第9話 等身大の実像が知られない世界について

「養護施設は、そこに住む子どもたちにとっての「家」」

「もう一つの「家庭」」

「同じ釜の飯を食った「仲間」」

「養護施設の子たちは「兄弟姉妹」」

「養護施設の職員は、子どもたちの「お父さん」、「お母さん」・・・」

 

 滅多に報道されるわけでもないが、マスコミは、そういう論調の記事が好きである。そうでなければ、何か事件が起きたときにセンセーショナルに報道するぐらい。

 養護施設という場所が社会でどれだけ理解されているかというと、正直なところ、その両極端な面をマスコミなどから見聞きさせられて、へえ、そんなところなのか、と思われる程度のこと。

 年配の人なら、今なお「孤児院」という表現を使う人さえいる。


 児童養護施設という名称になったのは、1990年代後半。それまでは、単に「養護施設」と呼ばれていた。

 「孤児院」などと言われた時代には生まれてもいなかった昭和30~40年代生まれの人たちが子どもの頃は、「養護施設」と呼ばれていた。関係者間では高齢者(老人)向けの施設と区別するために「児童」という言葉を「養護施設」の前に加えることが多くなってきたのか、1997年の児童福祉法の法令改正をもって、晴れてこの手の施設は正式名称を「児童養護施設」とされた。

 だが21世紀になった今なお「養護施設」という言葉を使う人も、その年代の人に限らず、一定数いないわけではない。


 彼(彼女)らが子どもだった昭和40~50年代のアニメ作品は、今どきと違って、貧しい家庭や養護施設のような環境で育つ子たちが描かれることもままあった。

 時にランドセルを児童養護施設に寄付するなどしてマスコミに登場する「タイガーマスク」を名乗り仮面をかぶって登場する人物がいるが、そのもととなったアニメ「タイガーマスク」の主人公は、昭和の養護施設出身者でプロレスラーという設定であった。オープニングの華々しい歌と裏腹に、エンディングの切なく染み入る自らを「みなしご」と述べるあの歌を覚えているのは、今や50代以上の人だろう。

 そんたアニメを幼少期に見た人たちが大学を出た後、土曜日の夜に華々しく登場して一世を風靡した女児向けアニメ「セーラームーン」のように、東京23区内の都心部(麻布十番)に住む比較的裕福な家庭の娘たちばかりが主人公というアニメが、今や主流である。その流れをくむプリキュアのシリーズに至っては、あり得ない程の大金持ちの娘が主人公になることはあっても、あまりの貧困家庭の娘が主人公になるようなことはない。まして、児童養護施設で過ごす少女がプリキュアの一角を占めるなどということは、今のところ見られていない。

 

 アニメのことはいいとして、現実世界に話を戻そう。


 たまたま自分の住んでいる地域に児童養護施設がある場合とか、かつての養護施設出身者や、現に児童養護施設に在籍している子どもと接触がある場合には、それなりの情報も入ってくる確率は高くなるが、それとても、その施設の現在の正確な情報が必ずしも得られるわけではない。まして全国的な児童福祉の置かれている状況を事細かに知っている人など、関係者でさえ殆んどいない。

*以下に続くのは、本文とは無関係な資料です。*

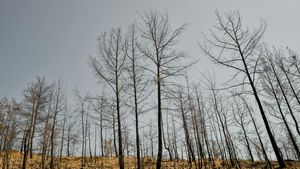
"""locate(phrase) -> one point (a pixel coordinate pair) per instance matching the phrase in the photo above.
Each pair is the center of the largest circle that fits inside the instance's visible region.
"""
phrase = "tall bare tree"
(109, 66)
(158, 46)
(235, 47)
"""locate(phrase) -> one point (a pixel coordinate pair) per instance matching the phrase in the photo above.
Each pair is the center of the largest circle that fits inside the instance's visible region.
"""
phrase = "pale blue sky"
(54, 38)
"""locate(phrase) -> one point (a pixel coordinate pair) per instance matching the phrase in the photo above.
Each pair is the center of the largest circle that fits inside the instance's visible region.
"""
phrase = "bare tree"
(58, 106)
(137, 83)
(109, 66)
(231, 39)
(158, 46)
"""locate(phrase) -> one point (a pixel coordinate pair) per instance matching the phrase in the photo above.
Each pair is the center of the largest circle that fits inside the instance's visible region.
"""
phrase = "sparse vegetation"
(148, 105)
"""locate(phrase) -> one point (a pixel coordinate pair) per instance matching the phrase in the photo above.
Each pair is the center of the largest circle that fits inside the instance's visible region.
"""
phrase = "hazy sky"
(54, 38)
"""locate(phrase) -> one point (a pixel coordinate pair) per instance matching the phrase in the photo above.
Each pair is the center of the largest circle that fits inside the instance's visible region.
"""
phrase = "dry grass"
(112, 163)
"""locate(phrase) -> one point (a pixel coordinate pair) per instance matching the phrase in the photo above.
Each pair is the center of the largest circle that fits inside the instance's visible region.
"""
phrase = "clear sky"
(53, 38)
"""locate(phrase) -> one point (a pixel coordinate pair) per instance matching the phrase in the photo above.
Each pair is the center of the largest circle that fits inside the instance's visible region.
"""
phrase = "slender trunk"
(262, 112)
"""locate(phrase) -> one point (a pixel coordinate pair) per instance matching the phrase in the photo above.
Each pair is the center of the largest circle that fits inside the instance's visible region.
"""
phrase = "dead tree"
(137, 84)
(231, 39)
(158, 46)
(109, 66)
(58, 105)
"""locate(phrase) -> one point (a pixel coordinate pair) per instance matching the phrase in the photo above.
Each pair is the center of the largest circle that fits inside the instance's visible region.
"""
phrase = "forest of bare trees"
(149, 107)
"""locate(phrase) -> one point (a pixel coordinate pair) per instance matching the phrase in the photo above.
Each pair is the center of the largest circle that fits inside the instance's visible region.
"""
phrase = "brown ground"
(112, 163)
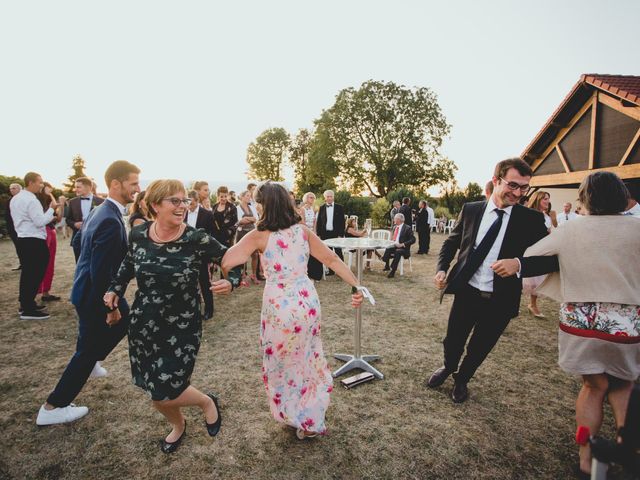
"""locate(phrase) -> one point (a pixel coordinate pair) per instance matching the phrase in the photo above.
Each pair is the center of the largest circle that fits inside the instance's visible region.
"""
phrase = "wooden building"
(596, 127)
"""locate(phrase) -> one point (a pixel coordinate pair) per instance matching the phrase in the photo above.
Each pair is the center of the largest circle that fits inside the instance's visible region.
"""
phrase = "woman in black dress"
(165, 323)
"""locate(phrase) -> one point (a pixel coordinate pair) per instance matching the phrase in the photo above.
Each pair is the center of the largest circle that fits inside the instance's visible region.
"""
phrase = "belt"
(480, 293)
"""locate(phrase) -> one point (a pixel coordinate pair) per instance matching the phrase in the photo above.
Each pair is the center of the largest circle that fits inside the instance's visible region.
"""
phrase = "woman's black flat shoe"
(170, 447)
(214, 428)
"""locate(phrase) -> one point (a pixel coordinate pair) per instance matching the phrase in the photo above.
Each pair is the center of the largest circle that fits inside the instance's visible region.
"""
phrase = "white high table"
(358, 360)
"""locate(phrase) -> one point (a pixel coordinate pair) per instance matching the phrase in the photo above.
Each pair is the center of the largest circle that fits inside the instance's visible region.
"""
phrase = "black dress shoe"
(50, 298)
(438, 377)
(171, 447)
(460, 392)
(214, 428)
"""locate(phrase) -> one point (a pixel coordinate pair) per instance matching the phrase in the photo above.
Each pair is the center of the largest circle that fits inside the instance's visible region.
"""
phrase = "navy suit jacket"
(103, 246)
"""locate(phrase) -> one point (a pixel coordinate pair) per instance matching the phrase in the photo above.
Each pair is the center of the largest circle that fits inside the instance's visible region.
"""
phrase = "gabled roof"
(625, 87)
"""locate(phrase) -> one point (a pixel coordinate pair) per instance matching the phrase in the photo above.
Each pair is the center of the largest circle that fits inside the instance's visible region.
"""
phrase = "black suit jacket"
(74, 211)
(406, 237)
(422, 220)
(406, 211)
(525, 227)
(204, 220)
(338, 222)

 これが老人福祉の世界であれば、政治家も高齢者本人とその家族ら支持者の票が動くから、何党であれ力を入れる。有権者にしても、老親がいればもとより、そうでなくても自らの行く末を考えれば、そういうことに意識を向けざるを得ない。


 だが児童福祉の場合は、そのようなこともない。

 そもそも、そこに住む子どもたちには選挙権もなく、その親や親せきといっても、政治に関心のある人がいる率は格段に低い。そんな施設で育ったことなど、言って得することはほとんどない。それ故、差障りなければ語らないままの人も多い。それなりの立場になったとしても、今さら、そんなことに意識を向けてどうこうせねばと思う人も、そうそういるわけじゃない。

 

 きれいごと。例えば、大きな家族とか、同じ釜の飯とか、何とか・・・

 曲がった(曲げられた?)情報。

 例えば、毎日が学校の研修旅行みたいな場所とか。

 悪印象。例えば、不良を尽くした少年の行く少年院のような場所?


・・・・・・


 児童養護施設と呼ばれる場所に関わる情報としては、おおむねそういったものが、ほんのときどき世上に乱れ飛び交うことがあるだけ。その飛び交う情報の絶対量すら、お世辞にも多くはない。

 時にドラマなどで扱われることもないではないが、それが終わればのど元過ぎたとばかりに忘れ去られてしまってオシマイ。

 何か問題が起きても、識者やタレントと称される人物らがテレビあたりできれいごとを並べてハイさようなら。そんな調子であるから、社会全体にその過不足なき実態が知られないままになっている世界である。


 幼少期同じ場所で過ごした彼等にとって、ここで取上げられている宮木正男はもはや、過去に接触があった人物の一人。よつ葉園の元園児でもない、D青年のような学校の同級生や近い学年の元生徒たちにしても同じこと。

 宮木正男のよつ葉園時代の同級生には、大学まで進んだ者が2人いる。高3までいたZと、津島町から移転するとき小6で叔父に引取られた米河清治。彼らの居場所を知っていたとしても、宮木は行きようがないだろう。彼らと同級生で、このよつ葉園の当時の雰囲気になじんでなかった彼らに小学生の頃ちょっかいをかけていた宮木など、彼らが相手にするはずもない。

 中学、高校と学年が進むにつれ、さすがにそういうことはなくなったが、子どもの頃のことは、彼等にとっては思い出したくもない黒歴史以外の何物でもない。